Die Medikamente dürften zwar für das Gesundheitssystem ebenfalls teuer sein, könnten aber durch ihre Wirkung genau die Angehörigen entlasten. Während Donanemab noch in der letzten Entwicklungsphase ist, gab die US-amerikanische Arzneimittelbehörde FDA bereits Anfangs Jahr grünes Licht für den Wirkstoff Lecanemab. Entwickelt wurde er vom japanischen Konzern Eisai. Hergestellt wird er in der Schweiz, beim Pharmaunternehmen Biogen in Luterbach SO. Bereits nächstes Jahr könnte er auch hierzulande auf den Markt kommen.
«Natürlich ist eine gewisse Aufbruchstimmung da», sagt Stefanie Becker (56), Direktorin der Organisation Alzheimer Schweiz. «Wir müssen bei den Betroffenen aber etwas die Erwartungshaltung relativieren.» Denn sinnvoll sind die beiden Medikamente nur, wenn die Krankheit früh diagnostiziert wird.
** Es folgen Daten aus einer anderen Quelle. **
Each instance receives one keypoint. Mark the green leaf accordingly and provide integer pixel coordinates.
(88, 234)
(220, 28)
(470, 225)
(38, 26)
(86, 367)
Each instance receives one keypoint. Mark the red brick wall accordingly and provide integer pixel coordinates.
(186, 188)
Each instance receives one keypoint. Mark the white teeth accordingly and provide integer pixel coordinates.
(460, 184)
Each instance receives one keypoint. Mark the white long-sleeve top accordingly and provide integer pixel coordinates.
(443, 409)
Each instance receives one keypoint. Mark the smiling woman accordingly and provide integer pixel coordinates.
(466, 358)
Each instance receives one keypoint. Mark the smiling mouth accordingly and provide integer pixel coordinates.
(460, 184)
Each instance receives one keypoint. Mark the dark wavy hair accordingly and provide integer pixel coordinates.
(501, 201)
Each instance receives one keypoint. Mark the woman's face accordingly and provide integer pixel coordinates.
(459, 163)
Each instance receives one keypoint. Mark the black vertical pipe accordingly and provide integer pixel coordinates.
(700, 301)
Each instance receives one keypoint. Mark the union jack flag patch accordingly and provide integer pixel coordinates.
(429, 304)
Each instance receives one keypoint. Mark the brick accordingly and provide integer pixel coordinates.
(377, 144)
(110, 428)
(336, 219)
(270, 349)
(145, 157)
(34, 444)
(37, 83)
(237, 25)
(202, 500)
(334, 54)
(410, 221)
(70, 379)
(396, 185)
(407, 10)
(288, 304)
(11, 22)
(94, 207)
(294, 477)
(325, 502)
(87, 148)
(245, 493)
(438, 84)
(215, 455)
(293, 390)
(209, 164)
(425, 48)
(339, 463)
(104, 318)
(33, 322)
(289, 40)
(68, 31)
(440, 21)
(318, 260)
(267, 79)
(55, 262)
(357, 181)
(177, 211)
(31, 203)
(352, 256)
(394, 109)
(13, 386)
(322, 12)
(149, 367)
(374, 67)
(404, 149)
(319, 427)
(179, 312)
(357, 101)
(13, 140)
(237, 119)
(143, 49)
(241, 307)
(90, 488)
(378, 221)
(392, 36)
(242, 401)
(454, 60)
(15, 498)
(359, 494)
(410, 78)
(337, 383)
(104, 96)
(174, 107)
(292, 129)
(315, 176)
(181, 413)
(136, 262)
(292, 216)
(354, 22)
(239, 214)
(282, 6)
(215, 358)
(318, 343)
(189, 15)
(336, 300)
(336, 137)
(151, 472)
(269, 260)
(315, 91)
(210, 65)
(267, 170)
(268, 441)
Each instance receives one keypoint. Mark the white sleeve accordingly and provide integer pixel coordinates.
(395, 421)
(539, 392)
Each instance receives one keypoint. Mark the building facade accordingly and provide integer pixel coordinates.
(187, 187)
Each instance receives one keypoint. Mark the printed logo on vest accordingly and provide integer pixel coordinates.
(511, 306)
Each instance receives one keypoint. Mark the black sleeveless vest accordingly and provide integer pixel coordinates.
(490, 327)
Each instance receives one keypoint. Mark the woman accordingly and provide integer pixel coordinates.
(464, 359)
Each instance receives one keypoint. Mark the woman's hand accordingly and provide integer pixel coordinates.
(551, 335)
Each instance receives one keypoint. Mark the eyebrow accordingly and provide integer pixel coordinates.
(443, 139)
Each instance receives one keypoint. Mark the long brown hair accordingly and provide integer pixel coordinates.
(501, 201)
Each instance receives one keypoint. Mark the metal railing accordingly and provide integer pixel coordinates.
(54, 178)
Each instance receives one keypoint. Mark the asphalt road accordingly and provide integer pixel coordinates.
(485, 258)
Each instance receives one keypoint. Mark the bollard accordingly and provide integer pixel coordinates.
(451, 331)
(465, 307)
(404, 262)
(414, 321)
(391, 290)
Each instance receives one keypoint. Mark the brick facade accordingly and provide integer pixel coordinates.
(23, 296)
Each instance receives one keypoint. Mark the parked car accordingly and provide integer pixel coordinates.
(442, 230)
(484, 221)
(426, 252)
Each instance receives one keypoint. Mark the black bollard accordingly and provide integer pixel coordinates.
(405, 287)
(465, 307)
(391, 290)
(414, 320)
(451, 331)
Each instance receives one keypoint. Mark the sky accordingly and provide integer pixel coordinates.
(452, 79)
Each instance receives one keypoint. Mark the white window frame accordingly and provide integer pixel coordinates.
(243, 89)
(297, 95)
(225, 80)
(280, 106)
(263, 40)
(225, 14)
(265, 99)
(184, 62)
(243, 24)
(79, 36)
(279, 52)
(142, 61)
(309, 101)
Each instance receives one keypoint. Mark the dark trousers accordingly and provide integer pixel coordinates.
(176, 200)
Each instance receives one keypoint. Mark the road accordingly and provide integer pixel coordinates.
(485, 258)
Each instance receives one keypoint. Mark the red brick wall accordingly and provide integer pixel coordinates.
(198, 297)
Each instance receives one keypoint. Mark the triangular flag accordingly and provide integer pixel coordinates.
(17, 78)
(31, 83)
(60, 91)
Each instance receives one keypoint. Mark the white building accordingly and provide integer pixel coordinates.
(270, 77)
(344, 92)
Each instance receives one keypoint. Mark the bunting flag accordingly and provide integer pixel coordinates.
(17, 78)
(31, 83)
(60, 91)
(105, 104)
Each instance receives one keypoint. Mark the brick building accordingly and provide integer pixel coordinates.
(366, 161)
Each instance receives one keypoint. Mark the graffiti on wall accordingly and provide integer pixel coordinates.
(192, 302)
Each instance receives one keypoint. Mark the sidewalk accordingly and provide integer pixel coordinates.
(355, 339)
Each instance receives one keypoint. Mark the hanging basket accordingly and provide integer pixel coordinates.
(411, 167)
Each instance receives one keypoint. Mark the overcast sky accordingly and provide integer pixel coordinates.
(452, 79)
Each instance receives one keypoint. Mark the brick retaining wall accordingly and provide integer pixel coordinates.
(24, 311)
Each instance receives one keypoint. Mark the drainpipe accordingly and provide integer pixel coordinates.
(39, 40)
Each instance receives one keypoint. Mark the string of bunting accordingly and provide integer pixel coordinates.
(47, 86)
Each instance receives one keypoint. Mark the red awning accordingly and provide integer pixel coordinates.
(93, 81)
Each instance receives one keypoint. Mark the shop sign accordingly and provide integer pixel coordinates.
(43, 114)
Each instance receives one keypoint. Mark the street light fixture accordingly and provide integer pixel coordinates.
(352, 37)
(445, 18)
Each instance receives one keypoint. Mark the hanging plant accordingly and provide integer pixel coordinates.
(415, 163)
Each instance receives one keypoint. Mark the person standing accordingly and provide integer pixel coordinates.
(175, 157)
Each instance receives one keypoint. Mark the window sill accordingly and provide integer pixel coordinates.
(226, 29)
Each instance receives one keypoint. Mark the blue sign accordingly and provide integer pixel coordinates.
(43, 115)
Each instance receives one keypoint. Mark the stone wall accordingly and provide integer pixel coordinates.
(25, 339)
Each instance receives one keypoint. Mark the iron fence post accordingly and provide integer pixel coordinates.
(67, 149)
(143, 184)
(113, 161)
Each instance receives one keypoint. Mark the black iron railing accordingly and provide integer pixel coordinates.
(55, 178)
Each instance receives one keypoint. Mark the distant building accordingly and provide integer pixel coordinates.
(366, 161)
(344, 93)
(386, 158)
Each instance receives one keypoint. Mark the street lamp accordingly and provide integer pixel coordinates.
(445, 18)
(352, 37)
Bei Hausärztinnen und -ärzten sowie Betroffenen würden heutzutage die frühen Symptome von Alzheimer jedoch oft übersehen. «Glücklicherweise gibt es neben den Wirkstoffen auch grosse Durchbrüche bei der Früherkennung», sagt Popp.
Heute wird neben der Erkennung anhand der Symptome überwiegend Magnetresonanztomographie (MRI) und eine Analyse des Nervenwassers im Gehirn für eine Alzheimer-Diagnose verwendet. «Wir können so dank Biomarkern früh Veränderungen im Gehirn nachweisen», sagt Popp. «Damit können wir Alzheimer genau diagnostizieren oder ausschliessen.»
In naher Zukunft könnten die Erkrankungen im Gehirn gar noch früher nachgewiesen werden. «Bereits bevor Symptome auftreten», sagt Popp. «Ausserdem werden wir Veränderungen bald auch im Blut nachweisen können.» In klinischen Studien würde dies bereits erfolgreich durchgeführt. Denn je früher die Diagnose, desto früher können Massnahmen ergriffen werden. Und desto besser sind folglich die Chancen auf einen langsamen Verlauf der Krankheit.